Introduction

Coherent diffractive imaging (CDI), as a representative lensless imaging technique, aims at reconstructing a sample in two or three dimensions by virtue of magnitude data in the diffraction filed alone without the help of reference beam1,2,3,4,5,6. Iterative phase retrieval algorithms with an eye to a priori knowledge of exit wave have been commonly applied in CDI for post-processing image synthesis7,8,9,10,11. Although generating an excellent result, these methods have been trapped in a dilemma whether or not the imposed support constraint is tight. Thus further enhancement of convergence and reconstructed accuracy has been in a slump for them.
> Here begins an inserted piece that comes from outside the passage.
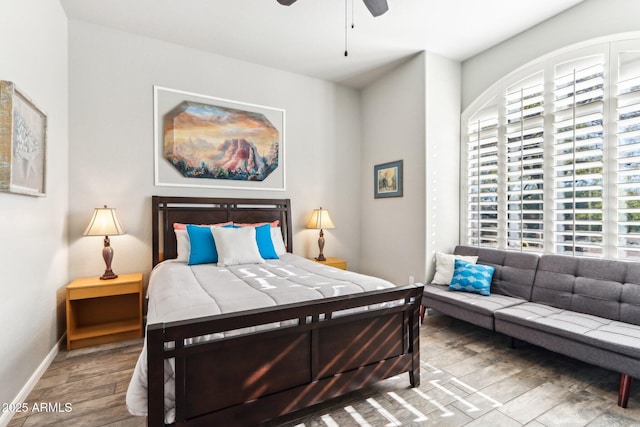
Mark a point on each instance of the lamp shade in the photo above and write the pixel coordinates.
(104, 222)
(320, 219)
To find a way out of stalemate, multi-image phase retrieval algorithms have been invented in the past decades12,13,14,15,16,17,18. Detecting more diffraction measurements in the CCD plane and synthesizing them algorithmically helps these methods converge to a global optimal solution. At present, multi-image phase retrieval is categorized into two modalities, namely lateral and axial scanning strategies. As a series of lateral scanning methods, the ptychographic iterative engine algorithm13, 17, 18 (PIE) utilizes a shifting probe to generate a number of overlapping diffraction patterns and calculates sequentially these measurement images via back and forth propagation. To simplify the experiment, single-shot ptychography15, 16 introduces a pinhole array to produce overlapping patterns in a single measurement. To improve the resolution of optical system, Fourier pychographic microscopy12, 14 (FPM) brings multi-image phase retrieval into 4-f system and reconstructs the complex amplitude by multi-angle illumination. The corresponding attempts for lateral scanning strategy have been demonstrated theoretically and experimentally. For axial scanning strategies, the single-beam multiple-intensity reconstruction technique19 (SBMIR) serially calculates each speckle intensity and then runs transverse propagation iteratively from one measuring plane to another, which is demonstrated by using tunable lens20, multiple distance21 and deformable mirror22. As a parallel method, amplitude-phase retrieval algorithm23 (APR) copes with each measurement image separately and it is proved to have a better reconstructed accuracy than SBMIR algorithm24. Free space diffraction imaging using APR algorithm has been theoretically verified in single-lens25 or defocused systems26. However, the corresponding experimental demonstration is not given, since the obliquity error of illumination hinders its ability to recover an object. Due to this reason, we propose cross-correlation calibration to inversely calculate the oblique angle and bring the tilt illumination into the axial multi-image phase retrieval model. The corresponding simulation and experiment are given to validate the performance of this scheme.

Methods

As an axial method, APR algorithm calculates back-and-forth iterative propagation separately and implements the average of all estimations so as to be convergent19. If we define APR algorithm in free-space diffraction imaging shown in Fig. 1(a), a series of diffraction patterns are taken as the amplitude constraints to retrieve a complex function located upstream. As a start, we initialize the complex amplitude of sample with zero and use the angular spectrum diffraction to simulate the propagation. Tilt illumination could lead to the shift of diffraction pattern in the lateral direction, which gives rise to a blurred retrieved image or even non-convergent result in image reconstruction.

Figure 1
figure 1

The model of tilt diffraction: (a) The schematic of free-space diffractive imaging model with tilt illumination. (b) and (c) denote oblique modality in the case of tilt illumination or CCD.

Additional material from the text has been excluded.